This release supports all language versions of
the ePolicy Orchestrator software.


FILES INCLUDED WITH THIS RELEASE

This release consists of a package called
EPO25114.ZIP, which contains the following
files:

   EPO25114.EXE =
      Setup program

   EPOSQLSEC.SQL =
      SQL script

   PACKING.LST =
      List of Patch files

   PATCH14.TXT =
      This text file


_____________________________________________________
INSTALLATION

INSTALLATION REQUIREMENTS

To use this release, you must have ePolicy
Orchestrator 2.5.1 software installed on the
ePolicy Orchestrator server that you intend to
update with this release.

   NOTE:
   This release does not work with earlier
   versions of the ePolicy Orchestrator
   software.


INSTALLATION STEPS

1. Create a temporary folder on the hard drive
   of the ePolicy Orchestrator server.

2. Extract the EPO25114.ZIP file to the
   temporary folder that you created in Step
   1.


INSTALLING THE PATCH

      WARNING
      Close the Windows Services dialog box to
      avoid installation issues.

1. Back up ePolicy Orchestrator databases.

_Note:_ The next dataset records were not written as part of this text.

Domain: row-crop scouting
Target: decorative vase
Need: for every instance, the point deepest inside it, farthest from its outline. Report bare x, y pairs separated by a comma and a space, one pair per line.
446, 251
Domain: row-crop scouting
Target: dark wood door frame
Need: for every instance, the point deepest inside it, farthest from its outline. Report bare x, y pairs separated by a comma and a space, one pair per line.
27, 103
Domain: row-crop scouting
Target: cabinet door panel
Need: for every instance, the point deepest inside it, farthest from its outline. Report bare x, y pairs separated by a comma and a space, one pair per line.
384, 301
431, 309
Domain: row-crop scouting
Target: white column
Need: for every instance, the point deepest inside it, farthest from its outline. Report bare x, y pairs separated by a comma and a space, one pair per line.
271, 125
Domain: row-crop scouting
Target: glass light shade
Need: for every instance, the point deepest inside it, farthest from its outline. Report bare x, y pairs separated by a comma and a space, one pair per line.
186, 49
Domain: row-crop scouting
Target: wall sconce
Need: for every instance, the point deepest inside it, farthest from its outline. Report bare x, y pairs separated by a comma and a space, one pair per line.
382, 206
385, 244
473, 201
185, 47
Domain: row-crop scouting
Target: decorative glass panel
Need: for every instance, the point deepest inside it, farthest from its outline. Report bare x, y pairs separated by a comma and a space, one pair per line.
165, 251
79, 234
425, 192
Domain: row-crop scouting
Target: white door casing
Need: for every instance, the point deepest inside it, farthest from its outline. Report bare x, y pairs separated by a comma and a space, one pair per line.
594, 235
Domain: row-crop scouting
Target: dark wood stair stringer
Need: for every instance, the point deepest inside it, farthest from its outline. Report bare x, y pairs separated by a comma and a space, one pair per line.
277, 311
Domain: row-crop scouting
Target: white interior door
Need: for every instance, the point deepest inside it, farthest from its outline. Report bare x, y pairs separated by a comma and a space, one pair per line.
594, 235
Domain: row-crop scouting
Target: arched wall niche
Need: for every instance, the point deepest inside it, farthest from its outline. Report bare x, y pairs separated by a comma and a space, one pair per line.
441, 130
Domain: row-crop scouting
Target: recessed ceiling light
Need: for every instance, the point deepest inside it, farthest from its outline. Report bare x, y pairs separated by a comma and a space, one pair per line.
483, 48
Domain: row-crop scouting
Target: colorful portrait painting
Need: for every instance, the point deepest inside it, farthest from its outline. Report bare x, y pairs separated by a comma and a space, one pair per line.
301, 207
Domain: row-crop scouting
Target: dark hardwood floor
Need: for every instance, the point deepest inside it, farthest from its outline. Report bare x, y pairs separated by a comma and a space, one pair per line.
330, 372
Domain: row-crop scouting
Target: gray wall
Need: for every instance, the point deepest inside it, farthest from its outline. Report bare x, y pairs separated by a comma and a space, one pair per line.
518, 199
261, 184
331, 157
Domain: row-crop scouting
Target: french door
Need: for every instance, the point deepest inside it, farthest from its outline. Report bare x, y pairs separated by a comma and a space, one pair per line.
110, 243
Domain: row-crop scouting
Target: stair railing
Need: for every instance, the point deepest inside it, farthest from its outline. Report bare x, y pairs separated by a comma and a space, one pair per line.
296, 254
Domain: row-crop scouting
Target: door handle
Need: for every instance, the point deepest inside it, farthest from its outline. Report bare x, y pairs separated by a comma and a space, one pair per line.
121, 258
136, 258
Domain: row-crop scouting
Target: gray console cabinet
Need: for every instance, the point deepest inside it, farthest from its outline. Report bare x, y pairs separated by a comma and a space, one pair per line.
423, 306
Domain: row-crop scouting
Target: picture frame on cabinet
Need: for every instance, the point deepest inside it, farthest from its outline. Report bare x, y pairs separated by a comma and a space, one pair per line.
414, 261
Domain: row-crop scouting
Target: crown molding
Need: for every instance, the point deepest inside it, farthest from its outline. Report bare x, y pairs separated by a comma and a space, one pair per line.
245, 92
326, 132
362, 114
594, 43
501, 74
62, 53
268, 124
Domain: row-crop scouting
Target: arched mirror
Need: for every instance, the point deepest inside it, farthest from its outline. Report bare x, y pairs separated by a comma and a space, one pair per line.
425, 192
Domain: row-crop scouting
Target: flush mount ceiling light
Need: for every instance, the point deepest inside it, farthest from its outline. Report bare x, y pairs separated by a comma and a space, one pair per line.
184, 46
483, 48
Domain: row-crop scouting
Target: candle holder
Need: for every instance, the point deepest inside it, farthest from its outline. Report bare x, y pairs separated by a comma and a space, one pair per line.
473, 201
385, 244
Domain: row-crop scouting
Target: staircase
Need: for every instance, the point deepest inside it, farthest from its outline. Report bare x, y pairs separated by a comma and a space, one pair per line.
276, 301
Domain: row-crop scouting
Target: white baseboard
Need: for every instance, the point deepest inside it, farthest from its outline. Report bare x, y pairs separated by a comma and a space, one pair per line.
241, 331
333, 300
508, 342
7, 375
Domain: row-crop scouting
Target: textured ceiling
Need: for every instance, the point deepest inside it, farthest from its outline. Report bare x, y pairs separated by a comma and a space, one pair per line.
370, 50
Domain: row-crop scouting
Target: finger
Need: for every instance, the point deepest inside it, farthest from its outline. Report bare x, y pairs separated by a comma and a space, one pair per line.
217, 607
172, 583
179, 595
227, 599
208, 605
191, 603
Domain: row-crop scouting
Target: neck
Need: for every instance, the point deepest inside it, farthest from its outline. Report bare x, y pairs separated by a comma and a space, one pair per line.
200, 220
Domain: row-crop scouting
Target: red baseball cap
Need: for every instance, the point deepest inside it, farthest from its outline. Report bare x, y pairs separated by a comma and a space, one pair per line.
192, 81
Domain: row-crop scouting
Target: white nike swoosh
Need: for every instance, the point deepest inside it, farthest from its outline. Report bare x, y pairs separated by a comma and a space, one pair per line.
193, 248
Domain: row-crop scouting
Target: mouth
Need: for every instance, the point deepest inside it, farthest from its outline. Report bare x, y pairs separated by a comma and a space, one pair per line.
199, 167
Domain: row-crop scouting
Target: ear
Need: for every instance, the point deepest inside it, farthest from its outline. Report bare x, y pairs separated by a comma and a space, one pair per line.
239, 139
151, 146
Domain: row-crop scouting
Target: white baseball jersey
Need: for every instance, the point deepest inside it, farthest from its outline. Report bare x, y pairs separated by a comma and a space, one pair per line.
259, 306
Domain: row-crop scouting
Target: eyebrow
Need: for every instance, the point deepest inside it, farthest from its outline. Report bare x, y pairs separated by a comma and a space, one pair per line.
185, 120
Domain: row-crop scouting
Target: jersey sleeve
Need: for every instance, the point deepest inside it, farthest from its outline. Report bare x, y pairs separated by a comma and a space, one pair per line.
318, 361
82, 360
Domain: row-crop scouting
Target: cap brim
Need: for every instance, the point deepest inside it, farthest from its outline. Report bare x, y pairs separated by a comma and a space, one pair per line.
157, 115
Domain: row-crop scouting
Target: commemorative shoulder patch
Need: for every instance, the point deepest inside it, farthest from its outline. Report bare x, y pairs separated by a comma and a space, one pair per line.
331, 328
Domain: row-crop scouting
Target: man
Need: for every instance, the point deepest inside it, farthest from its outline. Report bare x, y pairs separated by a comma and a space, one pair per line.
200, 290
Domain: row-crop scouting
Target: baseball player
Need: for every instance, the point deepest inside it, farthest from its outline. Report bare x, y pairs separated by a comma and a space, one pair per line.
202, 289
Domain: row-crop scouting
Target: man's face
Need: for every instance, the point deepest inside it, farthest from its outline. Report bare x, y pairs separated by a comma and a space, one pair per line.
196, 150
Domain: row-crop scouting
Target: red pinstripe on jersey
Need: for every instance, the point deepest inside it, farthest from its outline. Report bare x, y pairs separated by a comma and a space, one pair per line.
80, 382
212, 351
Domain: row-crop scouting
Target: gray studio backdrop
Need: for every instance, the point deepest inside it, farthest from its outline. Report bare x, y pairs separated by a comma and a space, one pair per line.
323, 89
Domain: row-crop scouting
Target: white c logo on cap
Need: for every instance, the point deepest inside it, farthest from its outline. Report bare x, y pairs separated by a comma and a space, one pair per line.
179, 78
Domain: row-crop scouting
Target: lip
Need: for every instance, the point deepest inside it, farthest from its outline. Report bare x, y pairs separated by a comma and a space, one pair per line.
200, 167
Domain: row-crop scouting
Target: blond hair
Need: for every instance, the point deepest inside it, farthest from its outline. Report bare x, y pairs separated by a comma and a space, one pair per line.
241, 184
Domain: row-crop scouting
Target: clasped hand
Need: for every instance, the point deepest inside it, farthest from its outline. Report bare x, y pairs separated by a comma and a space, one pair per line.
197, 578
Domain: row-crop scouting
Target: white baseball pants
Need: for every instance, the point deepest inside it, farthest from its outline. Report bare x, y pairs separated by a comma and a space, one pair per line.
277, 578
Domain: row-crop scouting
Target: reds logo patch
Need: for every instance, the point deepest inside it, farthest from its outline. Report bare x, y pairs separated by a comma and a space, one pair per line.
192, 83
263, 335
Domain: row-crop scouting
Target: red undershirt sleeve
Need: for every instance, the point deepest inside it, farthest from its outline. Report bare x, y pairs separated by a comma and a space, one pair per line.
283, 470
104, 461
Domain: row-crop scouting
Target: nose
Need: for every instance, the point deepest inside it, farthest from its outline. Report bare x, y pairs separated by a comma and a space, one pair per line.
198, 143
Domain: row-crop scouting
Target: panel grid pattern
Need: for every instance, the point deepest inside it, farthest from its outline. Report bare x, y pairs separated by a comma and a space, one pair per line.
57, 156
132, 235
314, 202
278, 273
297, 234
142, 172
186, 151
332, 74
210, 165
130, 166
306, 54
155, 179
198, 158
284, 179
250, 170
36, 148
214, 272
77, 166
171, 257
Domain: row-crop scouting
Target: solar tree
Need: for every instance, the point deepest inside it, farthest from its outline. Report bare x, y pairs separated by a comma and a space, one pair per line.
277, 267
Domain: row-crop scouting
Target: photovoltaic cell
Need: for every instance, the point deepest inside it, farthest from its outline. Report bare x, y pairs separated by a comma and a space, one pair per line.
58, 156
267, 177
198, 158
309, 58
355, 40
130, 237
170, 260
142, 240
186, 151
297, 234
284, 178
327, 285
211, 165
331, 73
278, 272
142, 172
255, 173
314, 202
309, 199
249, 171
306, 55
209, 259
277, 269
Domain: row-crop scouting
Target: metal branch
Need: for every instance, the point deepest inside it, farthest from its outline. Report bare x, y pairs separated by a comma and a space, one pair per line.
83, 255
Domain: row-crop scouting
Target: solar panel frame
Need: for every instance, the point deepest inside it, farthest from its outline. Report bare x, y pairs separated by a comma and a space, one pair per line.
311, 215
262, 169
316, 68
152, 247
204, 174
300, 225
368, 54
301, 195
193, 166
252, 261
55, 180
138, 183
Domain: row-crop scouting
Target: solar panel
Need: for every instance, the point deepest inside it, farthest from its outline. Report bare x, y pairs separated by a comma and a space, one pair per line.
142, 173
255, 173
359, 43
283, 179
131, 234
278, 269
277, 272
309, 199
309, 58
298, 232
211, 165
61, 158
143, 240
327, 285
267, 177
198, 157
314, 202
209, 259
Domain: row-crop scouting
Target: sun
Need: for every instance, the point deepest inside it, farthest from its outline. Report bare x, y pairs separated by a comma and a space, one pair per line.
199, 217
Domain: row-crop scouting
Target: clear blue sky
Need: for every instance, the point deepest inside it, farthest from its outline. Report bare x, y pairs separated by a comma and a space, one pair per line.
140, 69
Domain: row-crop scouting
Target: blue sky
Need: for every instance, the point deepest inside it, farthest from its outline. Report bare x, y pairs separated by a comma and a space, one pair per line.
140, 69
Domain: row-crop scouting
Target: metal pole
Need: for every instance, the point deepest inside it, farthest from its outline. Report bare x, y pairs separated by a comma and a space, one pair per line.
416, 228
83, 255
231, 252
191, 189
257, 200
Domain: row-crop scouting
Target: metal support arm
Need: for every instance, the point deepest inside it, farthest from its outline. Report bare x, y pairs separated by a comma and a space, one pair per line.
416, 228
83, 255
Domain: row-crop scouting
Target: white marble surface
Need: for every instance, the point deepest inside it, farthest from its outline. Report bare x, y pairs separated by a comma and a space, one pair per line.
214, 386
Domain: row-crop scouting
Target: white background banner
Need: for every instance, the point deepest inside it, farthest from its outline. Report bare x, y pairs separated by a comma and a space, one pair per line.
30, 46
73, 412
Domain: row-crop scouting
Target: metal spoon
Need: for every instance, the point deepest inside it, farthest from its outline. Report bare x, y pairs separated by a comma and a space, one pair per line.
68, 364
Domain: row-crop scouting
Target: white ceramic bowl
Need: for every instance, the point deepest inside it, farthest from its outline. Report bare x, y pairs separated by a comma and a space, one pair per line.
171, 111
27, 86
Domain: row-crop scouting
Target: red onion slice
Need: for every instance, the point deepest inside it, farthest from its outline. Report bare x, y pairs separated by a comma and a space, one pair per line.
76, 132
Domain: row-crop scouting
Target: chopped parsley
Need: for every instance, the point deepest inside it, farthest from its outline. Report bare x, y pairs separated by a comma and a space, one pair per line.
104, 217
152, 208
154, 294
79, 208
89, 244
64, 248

   If you are using Microsoft SQL Server as the
   ePolicy Orchestrator database, see the SQL
   Server product documentation.

   If you are using Microsoft Data Engine
   (MSDE) as the ePolicy Orchestrator database,
   you can use the Database Backup Utility
   (DBBAK.EXE) to back up ePolicy Orchestrator
   MSDE databases on the database server. For
   instructions, see "Backing up ePolicy
   Orchestrator MSDE databases" in the ePolicy
   Orchestrator 3.0 Product Guide.

2. Log on to the desired computer using a user
   account with local administrator
   permissions.

3. Close all ePolicy Orchestrator consoles.

4. On the taskbar, click the "Start" button,
   then point to "Run." The "Run" dialog box
   appears.

5. In "Open," type the path where the Setup
   program (EPO25114.EXE) is located, then
   click "OK." The "ePolicy Orchestrator 2.x
   Patch 14 Setup" wizard appears.

6. Click "Next" to begin the installation.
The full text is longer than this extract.